New Faculty of Arts Building
University of Warwick
location | Warwick year | 2021 value | £57.5m size | 15,000m2
MCW Architects were appointed to develop the detailed design and construction drawings for construction stages 4 to 6 as part of the contractor team, working with Bowmer+Kirkland over the past few years to deliver this new building.
The £57.5m eight storey building, designed by FCBS, brings together a diverse and international mix of minds from all walks of life, creating the optimum environment for generating a universe of ideas.
The building design, which has the principles of collaboration, creativity, inspiration and innovation embedded at its core, spans 15,000m2 of floor space with four distinct clusters set around a grand central staircase within a full height atrium.
It offers an antiquities room, new cinema and screening rooms, theatre studios and rehearsal rooms, collaboration spaces, a media lab and edit suite along with multi-purpose events and exhibition spaces.
As executive architects, MCW developed the design at construction stage to ensure a high quality of detailing and finish, making it buildable to the available budget. The rationalisation of finishes, materials and details around the iconic accomodation stairs and terracotta cladding provided a particluar challenge. The complex building elements, with a raft of specialist spaces and specific complexities around acoustics, fire, M&E and structure, required optimised strategies and a high effort on coordination and collaboration with FCBS and our tried and tested relationship with the contractor.

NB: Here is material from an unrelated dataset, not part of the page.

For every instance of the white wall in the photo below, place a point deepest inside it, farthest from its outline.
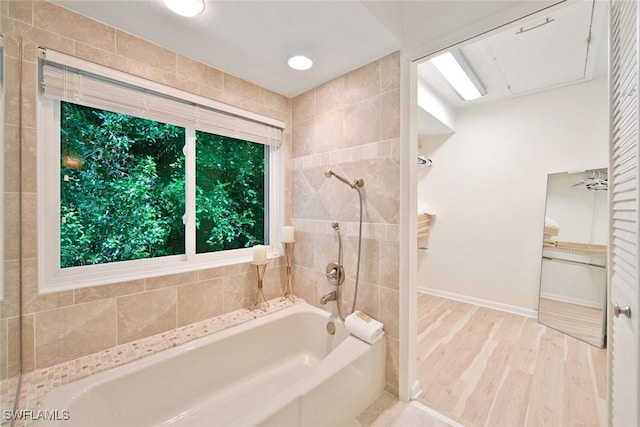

The role included sub-contractor and contractor coordination, logistics, buildability, all of which were succesfully completed under pandemic conditions, thanks to an efficient collaboration between the design and delivery teams.
Previously dispersed academic departments, researchers and teachers within the arts and humanities at Warwick will be brought under one roof, with the aim of encouraging interdisciplinary collaboration and teaching excellence.
The building is intended not only as an outstanding new centre for teaching and research, but also to offer an interactive hub for engagement, with a new curator appointed to organise events and exhibitions for campus communities and the public.
New artworks have been commissioned for the building including a large-scale ceramics mural, Faith in the Miraculous, by Matthew Raw, previously artist in residence at the V&A, and a specially-commissioned poem by Raymond Antrobus MBE, winner of many prizes including the Ted Hughes award, the Sunday Times/University of Warwick Young Writer of the Year in 2019 and, most recently, nominated for the Costa Book Award 2021.
Within the grounds, trees from Delphi will be planted, donated by the Greek Press Association – the trees were grown from saplings from the historic sanctuary of Delphi in Greece and donated in honour of the academic research and public engagement work of Professor Michael Scott of the Department of Classics and Ancient History.